Reine Emulation
Per »Create AVD«
landet der Anwender wieder in der Verwaltungszentrale, wo er das gerade erstellte Gerät markiert und über die entsprechende Schaltfläche startet. Den folgenden Dialog nickt er mit »Launch«
ab. Das Android-SDK startet jetzt die Emulation, was ein paar Minuten dauern kann. Das Ergebnis aus Abbildung 3 funktioniert wie ein handelsübliches Android-Smartphone – nur dass die Bedienung über die Maus statt über Gesten erfolgt.

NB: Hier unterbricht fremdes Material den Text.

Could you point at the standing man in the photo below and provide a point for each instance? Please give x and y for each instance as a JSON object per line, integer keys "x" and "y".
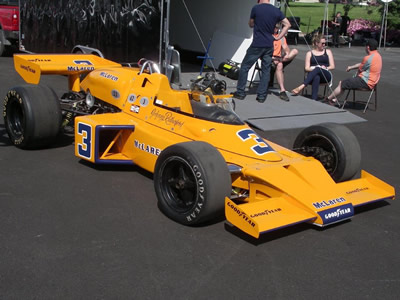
{"x": 281, "y": 57}
{"x": 337, "y": 24}
{"x": 263, "y": 18}
{"x": 368, "y": 73}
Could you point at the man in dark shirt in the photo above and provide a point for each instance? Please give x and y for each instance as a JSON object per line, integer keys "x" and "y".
{"x": 263, "y": 18}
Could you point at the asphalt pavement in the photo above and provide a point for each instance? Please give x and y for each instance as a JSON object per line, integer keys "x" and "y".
{"x": 71, "y": 230}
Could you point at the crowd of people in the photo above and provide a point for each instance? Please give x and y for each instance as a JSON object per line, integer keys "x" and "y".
{"x": 269, "y": 45}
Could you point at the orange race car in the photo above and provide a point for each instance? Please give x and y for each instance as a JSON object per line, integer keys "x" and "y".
{"x": 205, "y": 159}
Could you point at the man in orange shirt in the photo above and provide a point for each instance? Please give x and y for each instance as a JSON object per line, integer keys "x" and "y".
{"x": 368, "y": 74}
{"x": 281, "y": 57}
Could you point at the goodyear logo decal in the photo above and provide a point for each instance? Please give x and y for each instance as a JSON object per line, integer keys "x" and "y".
{"x": 322, "y": 204}
{"x": 241, "y": 214}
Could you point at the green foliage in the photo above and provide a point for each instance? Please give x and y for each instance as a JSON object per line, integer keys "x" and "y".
{"x": 311, "y": 14}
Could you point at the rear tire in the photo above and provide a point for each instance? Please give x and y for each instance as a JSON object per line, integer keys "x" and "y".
{"x": 335, "y": 146}
{"x": 32, "y": 116}
{"x": 191, "y": 181}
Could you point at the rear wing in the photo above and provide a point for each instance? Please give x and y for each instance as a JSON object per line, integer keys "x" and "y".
{"x": 31, "y": 66}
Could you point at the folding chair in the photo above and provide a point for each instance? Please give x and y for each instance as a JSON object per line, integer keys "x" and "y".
{"x": 257, "y": 67}
{"x": 326, "y": 85}
{"x": 371, "y": 92}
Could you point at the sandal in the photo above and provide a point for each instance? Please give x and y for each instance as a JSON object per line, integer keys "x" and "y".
{"x": 296, "y": 91}
{"x": 333, "y": 102}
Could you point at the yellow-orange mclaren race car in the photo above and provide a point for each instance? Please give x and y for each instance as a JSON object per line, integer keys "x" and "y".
{"x": 205, "y": 159}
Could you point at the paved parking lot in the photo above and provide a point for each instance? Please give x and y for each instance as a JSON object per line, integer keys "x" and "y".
{"x": 69, "y": 230}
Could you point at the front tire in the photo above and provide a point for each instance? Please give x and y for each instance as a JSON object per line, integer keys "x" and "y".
{"x": 191, "y": 181}
{"x": 32, "y": 116}
{"x": 334, "y": 145}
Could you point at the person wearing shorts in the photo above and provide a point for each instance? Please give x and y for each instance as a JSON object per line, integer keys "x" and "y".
{"x": 368, "y": 73}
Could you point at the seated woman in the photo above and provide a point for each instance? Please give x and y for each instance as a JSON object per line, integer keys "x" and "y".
{"x": 318, "y": 63}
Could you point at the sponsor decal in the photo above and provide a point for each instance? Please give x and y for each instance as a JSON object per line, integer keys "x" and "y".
{"x": 132, "y": 98}
{"x": 147, "y": 148}
{"x": 28, "y": 68}
{"x": 135, "y": 108}
{"x": 144, "y": 101}
{"x": 266, "y": 212}
{"x": 115, "y": 94}
{"x": 109, "y": 76}
{"x": 241, "y": 214}
{"x": 260, "y": 146}
{"x": 84, "y": 65}
{"x": 40, "y": 60}
{"x": 83, "y": 62}
{"x": 200, "y": 199}
{"x": 357, "y": 190}
{"x": 336, "y": 214}
{"x": 79, "y": 69}
{"x": 168, "y": 118}
{"x": 322, "y": 204}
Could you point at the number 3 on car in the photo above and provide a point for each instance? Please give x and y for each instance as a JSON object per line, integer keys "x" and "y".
{"x": 84, "y": 142}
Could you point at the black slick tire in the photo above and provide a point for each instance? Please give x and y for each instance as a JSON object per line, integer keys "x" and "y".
{"x": 334, "y": 145}
{"x": 191, "y": 180}
{"x": 32, "y": 116}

Wer die gewünschte App als ».apk«
-Datei auf die lokale Festplatte heruntergeladen hat, muss sie nun umständlich im Terminal in die Emulation schieben. Dabei hilft die Android Debug Bridge, kurz »adb«
, im Unterverzeichnis »platform-tools«
des SDK. Ganz analog wie bei einem über USB angeschlossenen Android-Smartphone findet Adb im ersten Schritt angeschlossene oder emulierte Geräte. Der Anwender sucht mit
./adb devices
alle laufenden Emulationen und merkt sich die in der Ausgabe ausgespuckte Seriennummer. Das Kommando
adb -s emulator-Android-Seriennummer install test.apk
installiert die App »test.apk«
auf dem Gerät. Der String »emulator-«
enthält die vorher erhaltene Nummer.
Iced Robot
Einen anderen Weg geht das Iced-Robot-Projekt [2]. Anders als die umständliche Emulation versucht es, gleich das komplette Android-API auf den Linux-Desktop zu portieren, und wirbt dafür mit der "GNUlization of Android". Apps sollen sich dann wie jedes Java-Programm starten und ausführen lassen.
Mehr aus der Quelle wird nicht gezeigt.